A Justiça italiana decidiu nesta quinta-feira (28/8) manter a deputada federal Carla Zambelli (PL-SP) presa no Instituto Penitenciário de Rebibbia, na periferia de Roma, onde aguardará o processo de extradição. A parlamentar está detida há um mês.
A decisão levou em conta o risco de fuga de Zambelli e o parecer da perícia médica oficial, que concluiu que a deputada não apresenta condições de saúde que justifiquem a revogação da prisão preventiva. Na quarta-feira (27/8), uma nova audiência analisou o laudo médico, que confirmou que Zambelli pode permanecer sob custódia, recebendo tratamento adequado.

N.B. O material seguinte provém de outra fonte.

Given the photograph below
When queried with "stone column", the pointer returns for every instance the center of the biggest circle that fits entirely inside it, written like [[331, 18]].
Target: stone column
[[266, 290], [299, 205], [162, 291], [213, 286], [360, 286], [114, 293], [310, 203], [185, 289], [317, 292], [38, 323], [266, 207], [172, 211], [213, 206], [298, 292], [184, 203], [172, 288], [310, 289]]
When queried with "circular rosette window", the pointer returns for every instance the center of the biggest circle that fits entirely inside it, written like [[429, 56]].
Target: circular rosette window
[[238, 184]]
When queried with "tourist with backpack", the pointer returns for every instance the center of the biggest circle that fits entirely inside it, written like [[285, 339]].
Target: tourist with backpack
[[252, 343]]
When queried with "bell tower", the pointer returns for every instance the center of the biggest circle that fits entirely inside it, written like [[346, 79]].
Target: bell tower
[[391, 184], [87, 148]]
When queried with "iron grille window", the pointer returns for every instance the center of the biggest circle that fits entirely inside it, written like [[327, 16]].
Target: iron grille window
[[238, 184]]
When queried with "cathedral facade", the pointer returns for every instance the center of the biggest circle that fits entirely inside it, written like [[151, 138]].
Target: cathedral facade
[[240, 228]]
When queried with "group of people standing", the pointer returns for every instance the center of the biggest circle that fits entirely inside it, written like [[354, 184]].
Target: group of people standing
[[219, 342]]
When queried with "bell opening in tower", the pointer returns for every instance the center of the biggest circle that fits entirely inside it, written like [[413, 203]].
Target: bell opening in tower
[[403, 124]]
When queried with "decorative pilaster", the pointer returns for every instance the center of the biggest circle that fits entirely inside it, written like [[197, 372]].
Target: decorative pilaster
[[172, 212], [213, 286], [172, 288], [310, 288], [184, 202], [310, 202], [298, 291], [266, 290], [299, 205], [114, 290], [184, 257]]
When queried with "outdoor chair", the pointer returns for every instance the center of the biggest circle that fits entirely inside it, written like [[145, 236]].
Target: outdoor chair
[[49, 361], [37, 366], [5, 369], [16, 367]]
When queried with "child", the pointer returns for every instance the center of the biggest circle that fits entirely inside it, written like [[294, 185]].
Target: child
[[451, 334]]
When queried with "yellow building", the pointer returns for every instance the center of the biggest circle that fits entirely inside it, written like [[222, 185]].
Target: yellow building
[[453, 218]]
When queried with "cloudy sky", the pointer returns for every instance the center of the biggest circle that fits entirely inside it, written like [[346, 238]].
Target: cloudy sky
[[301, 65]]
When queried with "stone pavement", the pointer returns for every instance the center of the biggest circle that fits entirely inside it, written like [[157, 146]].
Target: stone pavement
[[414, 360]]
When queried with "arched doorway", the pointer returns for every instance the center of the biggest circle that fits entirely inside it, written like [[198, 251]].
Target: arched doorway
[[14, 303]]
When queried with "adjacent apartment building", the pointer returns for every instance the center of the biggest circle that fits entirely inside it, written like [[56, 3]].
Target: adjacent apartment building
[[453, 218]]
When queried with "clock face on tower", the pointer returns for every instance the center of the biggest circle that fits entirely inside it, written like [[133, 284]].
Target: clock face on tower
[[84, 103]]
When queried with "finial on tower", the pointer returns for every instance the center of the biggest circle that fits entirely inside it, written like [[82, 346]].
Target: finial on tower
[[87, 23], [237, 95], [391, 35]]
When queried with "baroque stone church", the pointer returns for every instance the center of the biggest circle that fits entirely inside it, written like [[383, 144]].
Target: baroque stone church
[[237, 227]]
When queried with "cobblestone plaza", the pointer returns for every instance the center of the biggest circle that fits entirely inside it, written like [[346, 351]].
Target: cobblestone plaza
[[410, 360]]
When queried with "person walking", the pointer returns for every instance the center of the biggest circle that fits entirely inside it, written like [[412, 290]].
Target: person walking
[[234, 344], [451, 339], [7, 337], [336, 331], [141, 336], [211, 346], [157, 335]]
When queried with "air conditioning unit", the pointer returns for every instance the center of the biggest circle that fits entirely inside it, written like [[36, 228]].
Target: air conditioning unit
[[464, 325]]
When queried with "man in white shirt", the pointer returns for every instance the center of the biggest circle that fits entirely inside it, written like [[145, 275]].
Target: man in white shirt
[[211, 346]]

Zambelli está na Itália desde 29 de julho, após ficar quase um mês foragida da Justiça brasileira. Em 22 de agosto, o Supremo Tribunal Federal (STF) a condenou a 5 anos e 3 meses de prisão em regime semiaberto e à perda do mandato, pelos crimes de porte ilegal de arma de fogo e constrangimento ilegal, relacionados à perseguição armada ao jornalista Luan Araújo.
Essa é a segunda condenação da deputada pelo STF. Na primeira, ela foi sentenciada a 10 anos e oito meses de prisão pela invasão dos sistemas do Conselho Nacional de Justiça (CNJ) em 2023 e pela inserção de documentos falsos na plataforma.
O tribunal italiano considerou a conduta de Zambelli antes da prisão, incluindo sua chegada à Itália em 5 de junho, um dia após a emissão da ordem de prisão pelo STF, e a emissão de um Alerta Vermelho internacional. A Corte destacou ainda que a deputada manifestou desconfiança no Judiciário brasileiro e declarou considerar sua pena injusta, evidenciando risco de fuga.
Apesar de tanto Zambelli quanto seu marido não possuírem recursos financeiros — por terem contas bloqueadas —, a Justiça italiana apontou que a parlamentar poderia contar com apoio externo de pessoas influentes, mantendo o risco de evasão elevado.
Perícia médica oficial
O laudo médico oficial concluiu que Zambelli não apresenta condições de saúde que exijam revogação da prisão preventiva. Foram avaliados pontos como:
Depressão: sintomas controlados com medicação, sem risco de automutilação.
Taquicardia e pressão baixa: estáveis, com tratamento farmacológico.
Síndrome de Ehlers-Danlos: condição considerada não grave.
Diverticulose: monitorada, com atendimento disponível em caso de crise.
Segundo o tribunal, não há sinais de deterioração orgânica que comprometam as funções vitais da parlamentar. A defesa alegava que Zambelli possui pelo menos 10 doenças e contratou perícia médica paralela, mas o laudo oficial manteve a prisão preventiva.